Les Émirats misent sur l’IA comme d'autres misaient sur l'or noir
Pendant que les Émirats bâtissent des empires d’IA dans le désert, l’Afrique regarde encore ses ingénieurs fuir faute de vision stratégique.
Le 20e siècle appartenait au pétrole. Le 21e, sans appel, est celui de la donnée, de la machine, de l’algorithme. Et dans ce monde en mutation, certains ont décidé de ne pas attendre les injonctions occidentales pour s’imposer. Abu Dhabi ne rêve plus de gratte-ciels, il façonne des cerveaux numériques. Dubaï ne construit plus seulement des malls géants, elle programme l’intelligence de demain. À l’heure où l’Afrique s’interroge encore sur l’industrialisation, les Émirats, eux, codent leur avenir.
Abu Dhabi, futur cerveau du monde
À eux seuls, les Émirats Arabes Unis injecteront 1 400 milliards de dollars dans l’économie américaine sur dix ans. Une bonne partie ira dans les infrastructures IA et les semi-conducteurs. Pas pour faire joli, mais pour s’imposer comme le cœur mondial de la machine intelligente.
À la manœuvre : Sheikh Tahnoon bin Zayed, surnommé par certains diplomates occidentaux “le cerveau du Golfe”. Il dirige ADIA (790 milliards de dollars d’actifs) tout en pilotant la stratégie IA du pays.

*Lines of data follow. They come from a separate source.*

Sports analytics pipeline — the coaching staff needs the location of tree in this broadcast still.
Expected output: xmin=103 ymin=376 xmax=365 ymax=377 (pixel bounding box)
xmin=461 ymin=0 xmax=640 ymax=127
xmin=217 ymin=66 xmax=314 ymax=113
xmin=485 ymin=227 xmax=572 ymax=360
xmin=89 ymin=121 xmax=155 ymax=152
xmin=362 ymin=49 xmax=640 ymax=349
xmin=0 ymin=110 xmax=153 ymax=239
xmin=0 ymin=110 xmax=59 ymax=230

Une concentration de pouvoir, de cash et de clairvoyance qu’aucun ministre africain de l’économie ne pourrait rêver, tant nos modèles restent fragmentés, mous, ou trop dépendants.
Multiply Group, autre bras armé émirati, vise à gérer 100 milliards de dollars en tech, tandis qu’ADQ balance 25 milliards dans les data centers américains. Et ce n’est pas fini : Palantir, Aleria (leur IA souveraine), campus européen d’IA en France... Les Émirats s’installent partout, tout le temps, avec une froide efficacité.

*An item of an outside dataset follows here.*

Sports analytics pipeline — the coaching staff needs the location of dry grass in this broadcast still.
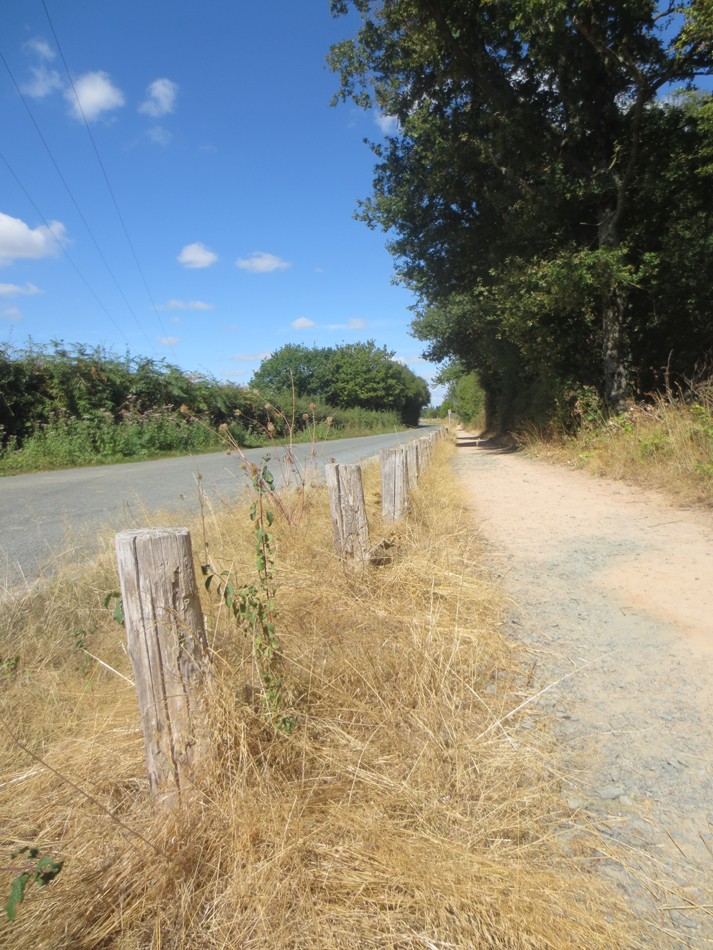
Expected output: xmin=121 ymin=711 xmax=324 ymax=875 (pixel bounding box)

Riyad, Doha, et les autres : en roue libre
Face à la fusée émiratie, l’Arabie Saoudite tente de suivre… en courant. Malgré des annonces tonitruantes (40 puis 150 milliards de dollars pour la tech, 600 milliards aux États-Unis), Riyad semble courir après un train déjà lancé. Le problème ? Une vision dispersée, des investissements éclatés, sans axe clair sur l’IA.

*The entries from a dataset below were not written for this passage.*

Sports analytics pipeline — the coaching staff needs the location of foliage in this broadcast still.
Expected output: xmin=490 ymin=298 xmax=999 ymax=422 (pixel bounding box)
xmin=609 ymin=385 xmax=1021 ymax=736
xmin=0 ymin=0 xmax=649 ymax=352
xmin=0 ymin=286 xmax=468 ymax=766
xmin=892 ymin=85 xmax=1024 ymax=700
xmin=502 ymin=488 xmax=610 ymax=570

Le Qatar, lui, préfère acheter du foot et investir dans les niches. Tant mieux pour Mbappé, moins pour les ingénieurs du Golfe. Résultat : malgré un chèque de 10 milliards d’euros pour la tech française, Doha joue encore en seconde division.
Quant aux autres monarchies du Golfe : Koweït, Bahreïn, Oman, elles font tapisserie. Pas de stratégie IA, pas de fonds dédiés, rien. Elles vivent sur leurs rentes pétrolières, comme certains États africains sur leurs dettes et aides extérieures.
Et l’Afrique dans tout ça ? Invisible sur la carte IA
On ne va pas se mentir : pendant que les Émirats codent leur destin, l’Afrique regarde ailleurs. Oui, il existe des hubs tech à Lagos, Nairobi, Le Cap ou Kigali. Oui, des talents émergent. Mais où sont les méga-investissements ? Où sont les stratégies souveraines ? Où est l’équivalent d’un Sheikh Tahnoon, visionnaire, stratège et doté des leviers pour exécuter ?
On envoie nos ingénieurs chez Google, nos data scientists à Montréal, nos développeurs à Berlin. Le continent forme mais ne garde pas. Il parle de souveraineté mais ne programme rien.
Alors que les Émirats investissent dans l’IA pour en devenir maîtres, l’Afrique, elle, mendie des subventions pour acheter du matériel chinois. Si ça ne change pas rapidement, l’écart technologique entre Abu Dhabi et Dakar sera aussi large que celui entre Silicon Valley et Ouagadougou.